What Hermes Exposed in Our Agent Stack — and the Recursive Workflow We Built After
We used a critique of our agent self-improvement loop to rebuild the missing pieces: daily soul review, skill evolution, cron improvement, workflow promotion, recidivism enforcement, and a visibility layer.
We recently got called out for describing our self-improvement system too loosely.
The criticism was fair.
We already had a lot of recursive machinery in place, but the overall learning loop was fragmented and badly explained. Some parts lived in crons. Some lived in reflections. Some lived in memory. Some lived in weekly cleanups. One important daily loop had even been disabled. So the system was real, but the story was muddy, and one key gap was also genuinely there.

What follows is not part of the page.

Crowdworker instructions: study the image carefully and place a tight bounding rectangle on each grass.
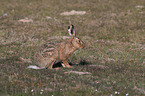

Looking at Hermes made that clearer.
This post explains three things:
- where our system was before
- what Hermes exposed
- what we rebuilt into a proper recursive self-improvement workflow
The important framing is this: what we built is not just a skill. It is a workflow that can improve multiple layers of the agent stack.
Where we were before
Before this rebuild, our agent stack already had real self-improvement ingredients:
- daily learning crons
- weekly self-improvement review
- memory files for reflections and rules
- drift audits for prompts, configs, skills, and routing
- recurring cleanup and optimization passes
So this was never a fake system.
The problem was that it behaved more like a collection of related mechanisms than one visible learning loop.
We had signal generation, but not enough connective tissue.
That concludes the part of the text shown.